# Euler's polynomial proof

1. May 29, 2009

### khotsofalang

without using a counter example, show a proof that Euler's polynomial equation P(n)=n^2+n+41 can not be used to generate all the primes.can a general proof be made to show that all primes cannot be generated by a specific polynomial?

2. May 29, 2009

### HallsofIvy

Staff Emeritus
Well, what, exactly, is "Euler's polynomial equation"? Don't you think that is important?

3. May 29, 2009

### khotsofalang

thats the proposition made by Euler that P(n)=n^2+n+41 can generate all primes and it was suddenly proven false by using a counter example, isnt there any way he can be proven to be false?

4. May 29, 2009

### ramsey2879

I believe you mean that P(n) would be prime for positive integers n, but there is now a general proof out there that no polynominal equation can generate only primes for all positive integers. I am sure that someone can cive you a link to a proof.

5. May 29, 2009

### ramsey2879

See also http://en.wikipedia.org/wiki/Formula_for_primes Euler's formula for primes as posted in this thread was once widely thought to generate primes for any integer n, but as shown by this link that was false. The proof is simple an noted in the link. Assume that P(x) is a polynominal in x that gives a prime $$p$$ for the value $$n$$.
But then $$p|P(n+kp)$$ for all integer $$k$$ so these numbers must be composite for every k so the polynominal is a constant, p, rather than a polynominal.
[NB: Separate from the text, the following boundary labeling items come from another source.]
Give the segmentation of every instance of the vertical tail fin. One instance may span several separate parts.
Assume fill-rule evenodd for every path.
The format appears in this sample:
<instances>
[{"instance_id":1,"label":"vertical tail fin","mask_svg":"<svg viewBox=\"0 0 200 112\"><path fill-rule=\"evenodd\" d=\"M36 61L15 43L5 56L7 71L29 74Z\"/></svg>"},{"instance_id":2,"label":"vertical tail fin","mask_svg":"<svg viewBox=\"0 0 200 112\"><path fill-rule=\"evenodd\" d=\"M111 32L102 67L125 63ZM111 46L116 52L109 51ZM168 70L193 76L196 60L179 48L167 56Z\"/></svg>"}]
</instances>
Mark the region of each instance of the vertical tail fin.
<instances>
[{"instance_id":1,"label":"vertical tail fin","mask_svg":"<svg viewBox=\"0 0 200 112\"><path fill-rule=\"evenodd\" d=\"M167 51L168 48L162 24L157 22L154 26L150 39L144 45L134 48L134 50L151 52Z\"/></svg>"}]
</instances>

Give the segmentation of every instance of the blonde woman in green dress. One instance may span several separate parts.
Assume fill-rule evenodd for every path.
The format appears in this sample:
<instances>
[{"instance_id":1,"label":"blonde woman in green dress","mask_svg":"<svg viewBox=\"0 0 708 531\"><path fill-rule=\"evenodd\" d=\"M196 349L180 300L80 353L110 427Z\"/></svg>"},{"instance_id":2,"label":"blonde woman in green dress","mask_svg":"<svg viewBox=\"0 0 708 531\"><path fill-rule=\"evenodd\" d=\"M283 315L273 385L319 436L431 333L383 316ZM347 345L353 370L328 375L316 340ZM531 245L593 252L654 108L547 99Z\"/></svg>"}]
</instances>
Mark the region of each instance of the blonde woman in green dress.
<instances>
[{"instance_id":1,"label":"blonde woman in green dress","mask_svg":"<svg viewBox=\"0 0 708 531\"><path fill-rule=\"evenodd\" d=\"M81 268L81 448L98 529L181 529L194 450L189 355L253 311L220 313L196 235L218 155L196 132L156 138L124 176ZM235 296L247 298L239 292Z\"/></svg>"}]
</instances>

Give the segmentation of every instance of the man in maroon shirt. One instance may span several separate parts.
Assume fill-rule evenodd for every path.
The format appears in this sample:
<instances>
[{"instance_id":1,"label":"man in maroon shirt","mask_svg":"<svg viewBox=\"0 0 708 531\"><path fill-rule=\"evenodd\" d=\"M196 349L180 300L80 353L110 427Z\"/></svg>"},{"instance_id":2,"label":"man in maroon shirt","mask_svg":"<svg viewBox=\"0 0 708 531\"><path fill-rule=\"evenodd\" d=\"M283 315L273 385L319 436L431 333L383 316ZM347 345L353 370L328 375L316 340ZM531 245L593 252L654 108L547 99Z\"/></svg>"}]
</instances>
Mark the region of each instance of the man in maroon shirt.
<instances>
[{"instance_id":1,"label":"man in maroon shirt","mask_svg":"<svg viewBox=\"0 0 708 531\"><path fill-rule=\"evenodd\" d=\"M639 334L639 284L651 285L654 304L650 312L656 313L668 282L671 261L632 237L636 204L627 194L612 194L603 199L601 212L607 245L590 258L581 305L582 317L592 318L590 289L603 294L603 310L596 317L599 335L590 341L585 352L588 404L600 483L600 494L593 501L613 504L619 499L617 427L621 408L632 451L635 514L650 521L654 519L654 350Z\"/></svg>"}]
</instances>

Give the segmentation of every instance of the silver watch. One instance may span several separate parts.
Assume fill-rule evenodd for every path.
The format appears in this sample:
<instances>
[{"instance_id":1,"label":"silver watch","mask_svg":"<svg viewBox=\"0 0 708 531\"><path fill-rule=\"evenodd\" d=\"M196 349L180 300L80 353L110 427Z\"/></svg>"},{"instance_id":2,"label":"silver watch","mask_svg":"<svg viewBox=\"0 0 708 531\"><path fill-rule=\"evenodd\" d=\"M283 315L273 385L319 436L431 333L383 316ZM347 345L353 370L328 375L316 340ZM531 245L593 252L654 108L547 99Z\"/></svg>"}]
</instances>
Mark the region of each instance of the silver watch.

P.S. Euler never said that the polynominal generated "all primes", but then that is obviously not what you meant is it?

6. May 29, 2009

### Count Iblis

It is possible with polynomials in more variables, as the same wiki article points out:

7. May 30, 2009

### matt grime

That doesn't count - look at the restriction placed on both the input and output variables.

8. May 30, 2009

### ramsey2879

but the same polynominal would generate composites also with large enough variables. Think how easy it would be to exceed the largest prime otherwise

9. May 30, 2009

### protonchain

P(n) = n^2 + n + 41 =>
P(40) = 40^2 + 40 + 41
= 40 * 40 + 40 + 41
= 40 * 41 + 41 = 41 * 41 = composite.

10. May 30, 2009

### CRGreathouse

11. May 31, 2009

### robert Ihnot

12. May 31, 2009

### Count Iblis

The positive values of the Jones polynomial for positive values of the variables are always primes and all primes can be obtained this way. The problem is just that the probability that a random choice of the input vaiables will yield a positive value is astronomically small. If finally, after billions of years of trying, some positive value is obtained, it will likely be a prime number like 23.

13. May 31, 2009

### CRGreathouse

Was that in response to my post? I was incredulous about the claim that "once widely thought to generate primes for any integer n". It's obvious that no nonconstant polynomial can produce primes for all n, so it's hard for me to believe that this was ever believed. But it could be true, so I was looking for ramsey2879 or someone else to comment on that.

14. May 31, 2009

### ramsey2879

I am 60 and some years old so I some times don't remember exactly what I read too well. The book is up in the attic. Some time I will look again at what was said about the polynominal. But that the polynominal does give composite values is of course easily shown.

15. May 31, 2009

### CRGreathouse

If you do, I'd appreciate the effort if you post it.